Power wins.
Unless some virtuous political maverick at the top levels of Indiana government appears this winter, the dynasty running Hoosier government will finally complete its two-year-long crusade to wither its last obstacle to full dominance. Gov. Mike Pence announced the check-mate move Thursday as he laid out his goals for the upcoming session of the General Assembly.
The governor wants legislators to give the Indiana State Board of Education members the power to pick their own chairperson. Under existing Indiana law, the state superintendent of public instruction automatically serves as the board’s chairperson. In other words, the voters decide who chairs the Board of Education. In 2012, they emphatically chose Glenda Ritz, a school-teacher Democrat, as their state superintendent over Republican school-reform star Tony Bennett. The defeat galled Republicans. They never accepted the people’s choice.

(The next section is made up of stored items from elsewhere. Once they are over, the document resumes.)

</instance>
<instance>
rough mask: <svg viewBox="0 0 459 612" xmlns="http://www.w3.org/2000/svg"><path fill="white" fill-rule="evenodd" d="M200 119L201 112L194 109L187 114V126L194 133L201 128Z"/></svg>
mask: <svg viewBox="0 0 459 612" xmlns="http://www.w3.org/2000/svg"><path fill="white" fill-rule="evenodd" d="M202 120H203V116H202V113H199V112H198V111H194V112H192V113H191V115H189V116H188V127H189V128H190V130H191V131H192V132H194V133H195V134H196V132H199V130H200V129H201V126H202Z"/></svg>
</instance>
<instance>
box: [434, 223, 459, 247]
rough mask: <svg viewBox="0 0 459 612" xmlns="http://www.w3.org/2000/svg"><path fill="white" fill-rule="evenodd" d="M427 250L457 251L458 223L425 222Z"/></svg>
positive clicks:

So, with every tool possible, they’ve relentlessly circumvented Ritz, usurping the authority attached to her job. Republican legislators suddenly embraced an idea tossed around for decades — making the superintendent a governor-appointed position, rather than an elected one. With the GOP holding super majorities in the state Senate and House, the only thing preventing it from following through with that tactic was its blatantly obvious political motivation.

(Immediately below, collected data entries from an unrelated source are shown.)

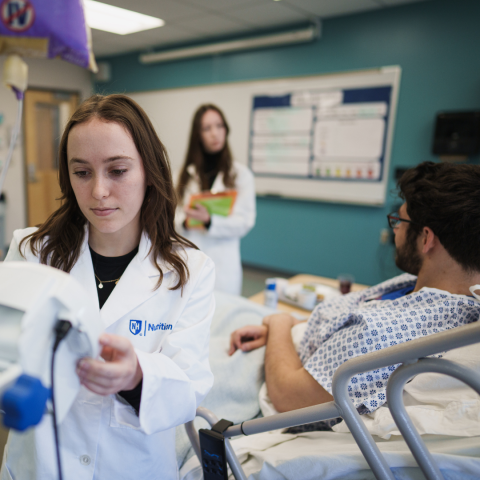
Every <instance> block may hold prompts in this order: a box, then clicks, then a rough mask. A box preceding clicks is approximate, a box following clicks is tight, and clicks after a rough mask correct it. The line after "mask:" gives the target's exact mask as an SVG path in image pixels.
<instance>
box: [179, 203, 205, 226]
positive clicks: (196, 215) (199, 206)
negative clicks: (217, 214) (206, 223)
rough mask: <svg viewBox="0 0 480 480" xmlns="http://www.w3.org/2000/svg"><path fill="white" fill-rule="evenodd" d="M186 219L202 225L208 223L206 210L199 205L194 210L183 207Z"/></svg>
mask: <svg viewBox="0 0 480 480" xmlns="http://www.w3.org/2000/svg"><path fill="white" fill-rule="evenodd" d="M185 214H186V215H187V217H190V218H193V219H194V220H198V221H200V222H203V223H208V222H210V214H209V213H208V210H207V209H206V208H205V207H204V206H203V205H202V204H201V203H197V204H196V205H195V207H194V208H188V207H185Z"/></svg>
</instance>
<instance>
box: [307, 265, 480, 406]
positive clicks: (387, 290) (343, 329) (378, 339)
mask: <svg viewBox="0 0 480 480" xmlns="http://www.w3.org/2000/svg"><path fill="white" fill-rule="evenodd" d="M416 279H417V278H416V277H415V276H413V275H409V274H403V275H400V276H398V277H395V278H392V279H391V280H388V281H386V282H383V283H381V284H379V285H376V286H374V287H371V288H369V289H367V290H363V291H361V292H356V293H350V294H349V295H345V296H343V297H339V298H336V299H334V300H332V301H330V302H324V303H320V304H319V305H318V306H317V307H316V308H315V310H314V311H313V313H312V315H311V316H310V319H309V320H308V325H307V330H306V332H305V335H304V337H303V339H302V342H301V343H300V346H299V349H298V355H299V356H300V359H301V361H302V364H303V366H304V368H305V369H306V370H307V371H308V372H309V373H310V374H311V375H312V377H313V378H315V380H317V382H318V383H319V384H320V385H321V386H322V387H323V388H324V389H325V390H327V391H328V392H329V393H332V378H333V374H334V373H335V371H336V369H337V368H338V367H339V366H340V365H341V364H342V363H344V362H345V361H347V360H348V359H350V358H354V357H357V356H359V355H363V354H365V353H369V352H373V351H375V350H381V349H383V348H387V347H390V346H392V345H397V344H399V343H403V342H408V341H410V340H413V339H415V338H420V337H425V336H427V335H432V334H433V333H436V332H441V331H443V330H448V329H451V328H455V327H458V326H460V325H466V324H468V323H471V322H475V321H476V320H478V318H479V314H480V302H479V301H478V300H476V299H475V298H473V297H468V296H465V295H454V294H451V293H449V292H446V291H443V290H437V289H435V288H426V287H424V288H422V289H421V290H419V291H418V292H412V293H410V294H408V295H405V296H403V297H400V298H398V299H395V300H377V299H378V298H379V297H381V296H382V295H384V294H386V293H388V292H392V291H395V290H399V289H401V288H404V287H406V286H408V285H412V286H414V285H415V282H416ZM397 366H398V365H393V366H390V367H385V368H381V369H378V370H374V371H371V372H366V373H363V374H359V375H355V376H354V377H352V378H351V380H350V382H349V384H348V394H349V396H350V398H351V400H352V402H353V404H354V405H355V407H356V408H357V409H358V411H359V412H360V413H368V412H373V411H374V410H376V409H377V408H378V407H380V406H381V405H382V404H384V403H385V402H386V386H387V380H388V378H389V377H390V375H391V374H392V372H393V371H394V370H395V369H396V368H397Z"/></svg>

Pence’s proposal injects a new twist. Instead of ousting Ritz, the change drains a huge amount of her remaining power. The other 10 members of the Board of Education — all appointed by Republican governors — would select their chairperson to set the agenda for education policy in Indiana. Ritz would be reduced to just another member, because the others would certainly not choose her.
Disappointingly, the Republican leaders of the Legislature endorsed Pence’s plan last week. House Speaker Brian Bosma and Senate President Pro Tem David Long expressed their frustration with the embarrassing dysfunction between the governor’s board and Ritz, calling it a “sideshow” and framing Pence’s proposal as a solution. Ritz is not the problem. The problem is the power party’s refusal to tolerate a rejection of their ballyhooed education reforms by the same voters who simultaneously approved of the Republicans’ efforts in other aspects of governing.
The backing of Bosma and Long virtually guarantees Pence’s proposal to deflate Ritz’s role will become a reality. The Republicans control both chambers of the Legislature with super majorities. The move will just as likely rekindle clashes between teachers, public school backers, reformists, Republicans and Democrats.
The Republicans can claim the high road, thanks to Pence’s surprising decision to dismantle his controversial Center for Education and Career Innovation, an agency he created that duplicates the responsibilities of the state Department of Education, which Ritz oversees. As he announced the upcoming shutdown of the CECI, Pence called that move a “first step” toward cooperation in education leadership. On its own, that change would be just that and immensely admirable.
Moments later, though, the governor added his idea to have his State Board appointees pick their chairperson. Shortly thereafter, Bosma and Long gave it their thumbs-up. Voices of objection cannot, alone, stop that domino effect. Unless an influential Republican steps up to defend an outmanned opponent, political power will prevail.